The 1.38 billion of us Indians form a sixth of the whole world, so the strength in social media numbers is enough to make Indians win popularity surveys and to project Indians as the holders of the world. If social media is a leveller, the mainstream media is its amplifier. Our content management teams listen selectively and cover selectively, because selection is the privilege mainstream media would like to continue to exercise. When it does not come in the way of a media platform’s own political agendas, affiliations or compulsions, selection is obvious.

 

The Indian media’s coverage of Trump’s bumbling policies and even worse rhetoric caused much glee in the Indian media because they were picked up from the average Indian social media user’s schadenfraude—a word that is too commonplace for Shashi Tharoor, who must call it epicaricacy.
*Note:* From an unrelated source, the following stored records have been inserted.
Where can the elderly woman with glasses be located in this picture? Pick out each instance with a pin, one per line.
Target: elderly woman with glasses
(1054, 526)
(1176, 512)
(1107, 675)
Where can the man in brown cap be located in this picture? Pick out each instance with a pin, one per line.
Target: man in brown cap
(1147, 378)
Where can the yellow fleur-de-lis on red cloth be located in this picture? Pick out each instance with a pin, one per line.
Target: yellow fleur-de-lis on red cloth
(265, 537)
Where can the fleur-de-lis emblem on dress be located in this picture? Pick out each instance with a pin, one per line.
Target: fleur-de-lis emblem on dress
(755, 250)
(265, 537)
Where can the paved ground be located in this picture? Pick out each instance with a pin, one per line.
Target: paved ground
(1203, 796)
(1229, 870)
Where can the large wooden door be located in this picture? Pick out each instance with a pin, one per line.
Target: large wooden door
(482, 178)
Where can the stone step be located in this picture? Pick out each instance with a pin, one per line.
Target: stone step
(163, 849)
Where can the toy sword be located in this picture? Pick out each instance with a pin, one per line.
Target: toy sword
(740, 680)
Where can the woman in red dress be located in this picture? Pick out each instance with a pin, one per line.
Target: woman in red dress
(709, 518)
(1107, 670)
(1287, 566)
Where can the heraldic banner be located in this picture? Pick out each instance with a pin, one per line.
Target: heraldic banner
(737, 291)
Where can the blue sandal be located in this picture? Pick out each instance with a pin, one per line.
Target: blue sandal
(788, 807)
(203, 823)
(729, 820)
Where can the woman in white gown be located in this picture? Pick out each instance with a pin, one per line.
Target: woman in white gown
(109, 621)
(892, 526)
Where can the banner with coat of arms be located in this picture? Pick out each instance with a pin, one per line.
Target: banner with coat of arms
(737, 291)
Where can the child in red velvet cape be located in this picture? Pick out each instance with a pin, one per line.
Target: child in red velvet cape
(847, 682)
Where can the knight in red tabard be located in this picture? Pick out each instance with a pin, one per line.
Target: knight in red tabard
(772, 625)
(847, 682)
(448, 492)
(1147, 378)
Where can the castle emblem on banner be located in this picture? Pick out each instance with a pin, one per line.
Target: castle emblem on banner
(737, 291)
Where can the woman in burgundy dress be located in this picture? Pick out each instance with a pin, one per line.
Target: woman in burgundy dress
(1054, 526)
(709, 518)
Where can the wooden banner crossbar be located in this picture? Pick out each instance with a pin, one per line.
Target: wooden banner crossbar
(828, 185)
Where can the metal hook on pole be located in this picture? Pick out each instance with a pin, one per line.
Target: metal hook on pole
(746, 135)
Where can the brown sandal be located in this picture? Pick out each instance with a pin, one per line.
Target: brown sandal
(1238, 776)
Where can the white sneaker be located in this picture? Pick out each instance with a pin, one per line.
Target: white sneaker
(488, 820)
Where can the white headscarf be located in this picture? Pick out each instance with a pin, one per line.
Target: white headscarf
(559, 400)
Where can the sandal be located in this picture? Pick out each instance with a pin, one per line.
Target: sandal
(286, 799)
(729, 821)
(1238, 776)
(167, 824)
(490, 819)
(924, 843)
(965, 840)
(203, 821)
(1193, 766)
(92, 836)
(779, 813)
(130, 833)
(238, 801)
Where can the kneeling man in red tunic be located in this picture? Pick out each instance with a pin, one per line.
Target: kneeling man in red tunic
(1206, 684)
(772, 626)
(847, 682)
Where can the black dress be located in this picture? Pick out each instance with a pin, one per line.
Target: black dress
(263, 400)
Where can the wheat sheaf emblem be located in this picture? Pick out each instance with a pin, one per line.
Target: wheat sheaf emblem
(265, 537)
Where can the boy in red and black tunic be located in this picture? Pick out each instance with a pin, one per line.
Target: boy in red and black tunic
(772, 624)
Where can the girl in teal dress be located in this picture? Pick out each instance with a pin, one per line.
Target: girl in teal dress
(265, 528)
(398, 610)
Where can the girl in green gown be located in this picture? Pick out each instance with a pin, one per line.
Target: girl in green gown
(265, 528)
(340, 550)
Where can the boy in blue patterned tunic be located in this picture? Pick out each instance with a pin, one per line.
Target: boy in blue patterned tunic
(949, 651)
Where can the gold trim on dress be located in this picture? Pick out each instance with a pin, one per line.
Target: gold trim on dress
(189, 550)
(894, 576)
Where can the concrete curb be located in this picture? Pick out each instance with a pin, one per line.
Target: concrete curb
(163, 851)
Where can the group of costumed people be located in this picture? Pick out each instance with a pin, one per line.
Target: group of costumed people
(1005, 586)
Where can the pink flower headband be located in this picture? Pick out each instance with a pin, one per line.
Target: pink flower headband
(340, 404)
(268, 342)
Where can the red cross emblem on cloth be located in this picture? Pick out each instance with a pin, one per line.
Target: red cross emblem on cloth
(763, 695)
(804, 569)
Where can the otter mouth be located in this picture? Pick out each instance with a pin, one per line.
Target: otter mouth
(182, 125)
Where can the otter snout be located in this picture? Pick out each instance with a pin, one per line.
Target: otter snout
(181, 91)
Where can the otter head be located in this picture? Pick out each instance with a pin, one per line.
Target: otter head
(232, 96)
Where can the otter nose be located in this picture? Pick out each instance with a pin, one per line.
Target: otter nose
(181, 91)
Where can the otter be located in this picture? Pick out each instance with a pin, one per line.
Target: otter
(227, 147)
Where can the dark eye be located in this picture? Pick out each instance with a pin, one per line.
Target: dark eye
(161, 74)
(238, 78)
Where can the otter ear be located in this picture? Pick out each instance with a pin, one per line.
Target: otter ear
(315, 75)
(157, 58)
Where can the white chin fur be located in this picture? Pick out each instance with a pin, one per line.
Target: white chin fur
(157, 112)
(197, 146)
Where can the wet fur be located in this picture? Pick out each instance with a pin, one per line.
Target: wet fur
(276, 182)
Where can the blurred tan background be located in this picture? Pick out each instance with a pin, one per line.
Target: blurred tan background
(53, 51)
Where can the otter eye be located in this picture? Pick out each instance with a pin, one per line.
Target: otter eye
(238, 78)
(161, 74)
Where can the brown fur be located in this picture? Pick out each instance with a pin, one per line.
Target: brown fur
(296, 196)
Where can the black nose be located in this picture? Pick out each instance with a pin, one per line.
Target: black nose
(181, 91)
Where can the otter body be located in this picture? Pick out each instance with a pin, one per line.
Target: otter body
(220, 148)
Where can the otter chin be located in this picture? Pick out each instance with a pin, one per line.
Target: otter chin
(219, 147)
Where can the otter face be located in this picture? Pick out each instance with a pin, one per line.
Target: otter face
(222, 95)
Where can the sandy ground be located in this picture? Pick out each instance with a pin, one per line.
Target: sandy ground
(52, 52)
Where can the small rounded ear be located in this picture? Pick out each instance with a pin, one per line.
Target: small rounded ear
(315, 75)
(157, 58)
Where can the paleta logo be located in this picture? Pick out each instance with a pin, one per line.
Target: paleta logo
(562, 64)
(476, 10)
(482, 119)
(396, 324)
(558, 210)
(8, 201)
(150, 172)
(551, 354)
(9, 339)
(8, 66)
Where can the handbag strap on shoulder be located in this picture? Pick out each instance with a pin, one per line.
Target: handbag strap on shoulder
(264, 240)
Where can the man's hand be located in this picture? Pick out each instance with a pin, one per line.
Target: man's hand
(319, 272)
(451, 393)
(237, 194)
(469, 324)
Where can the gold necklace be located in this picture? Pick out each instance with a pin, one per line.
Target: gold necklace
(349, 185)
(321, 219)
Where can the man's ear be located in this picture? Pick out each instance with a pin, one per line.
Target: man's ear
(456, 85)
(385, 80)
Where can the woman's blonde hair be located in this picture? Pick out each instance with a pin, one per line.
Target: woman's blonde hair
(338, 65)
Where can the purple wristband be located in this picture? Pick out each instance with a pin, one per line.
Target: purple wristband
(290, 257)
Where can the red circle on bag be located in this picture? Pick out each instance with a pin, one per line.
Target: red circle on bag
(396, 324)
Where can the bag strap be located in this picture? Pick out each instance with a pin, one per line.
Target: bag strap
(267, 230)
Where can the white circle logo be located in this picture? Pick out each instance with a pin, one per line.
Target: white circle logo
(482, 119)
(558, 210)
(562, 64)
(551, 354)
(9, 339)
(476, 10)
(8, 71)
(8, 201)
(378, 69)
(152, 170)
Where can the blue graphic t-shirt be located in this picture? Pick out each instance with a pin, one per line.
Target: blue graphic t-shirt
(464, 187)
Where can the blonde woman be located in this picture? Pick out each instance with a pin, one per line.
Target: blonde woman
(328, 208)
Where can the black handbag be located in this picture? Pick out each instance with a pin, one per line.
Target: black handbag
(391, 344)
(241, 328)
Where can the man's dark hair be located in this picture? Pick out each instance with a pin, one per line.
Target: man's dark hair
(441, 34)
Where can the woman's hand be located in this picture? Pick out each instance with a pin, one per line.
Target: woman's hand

Trump gave Indians great opportunity to claim one-upmanship over the White man. Brown and proud, one Indian Twitter user’s handle reads. It’s a running theme.

 

That is why Kamala Harris, the desi, came as a vindication for them. The media must join the mirth of the galleries in proving to each other that the US Vice President is Kamala Devi first before she is Harris.

 

 

Kamala’s saree

 

You can’t get more Indian than a saree. old picture of the Vice President in a saree with her Indian kinfolk. Television cameras reached Thulasendrapuram, a village in the coastal district of Thiruvarur in deep-south Tamil Nadu, where Kamala Harris’s relatives gathered around a public television set, reminiscent of the quaint Hum Log days, telling the reporter how excited the village was. Harris, on her part, had great fun with the Indian self-obsession, invoking chittis and her Indian tradition, knowing behind her full-throated laugh she was setting the Indian media on fire with those statements. “Will Kamala wear a saree to the inauguration?” was a serious question doing the rounds.